Backblaze Sync with rclone

Besides a lot of music, various projects and above all the world of Cleo & You, I occasionally find the time to write a bit of code. It’s fun – and honestly, with the support of Claude Code or other tools like Codex, it keeps getting easier. But at the end of the day, whoever instructs Claude (or, as the saying goes, writes a prompt) still has to know exactly what they want to achieve and how clean software actually works.
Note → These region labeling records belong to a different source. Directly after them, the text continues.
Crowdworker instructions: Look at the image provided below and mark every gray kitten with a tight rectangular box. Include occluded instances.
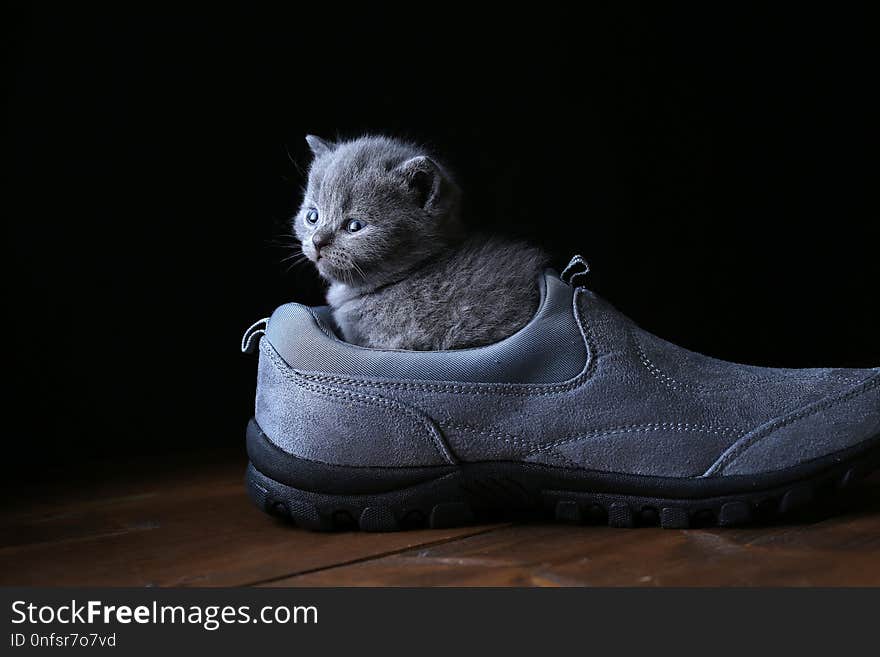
[294,135,547,350]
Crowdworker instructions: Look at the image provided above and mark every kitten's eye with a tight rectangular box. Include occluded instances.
[345,219,367,233]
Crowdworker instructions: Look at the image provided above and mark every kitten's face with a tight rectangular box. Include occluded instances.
[294,138,460,285]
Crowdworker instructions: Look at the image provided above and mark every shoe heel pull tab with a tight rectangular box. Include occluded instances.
[559,255,590,287]
[241,317,269,354]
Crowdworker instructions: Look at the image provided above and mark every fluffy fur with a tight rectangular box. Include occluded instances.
[293,135,547,350]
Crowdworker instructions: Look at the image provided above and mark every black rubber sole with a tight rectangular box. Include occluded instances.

Naturally, I host my data in the cloud as well. To keep things from getting too expensive – for example with AWS S3 or other providers – I went with Backblaze from the US. Together with the small tool Transmit on the Mac, syncing the data is easy.

While doing so, I ran into one thing: why on earth does Transmit upload the data at 3 KB per second – and sometimes only 15 or 20 KB per second? At that rate it would almost be faster to ship a hard drive to the US and tell them to please dump the data into my bucket. So I decided to do the whole thing with rclone.

The background: when you upload lots of tiny files with a tool like Transmit, an API request has to be fired off every single time. Authenticate every time, then upload one mini file. rclone follows a different concept here – and that makes the implementation far more pleasant.

With Claude’s support – I call him Jean-Claude, by the way – a Bash script tailored to my requirements then tumbled out. Tested, and of course released under the lovely Apache 2.0 license. You can find the repo here on Codeberg:

https://codeberg.org/andywenk/b2-upload

Maybe one or two of you will find the little script useful.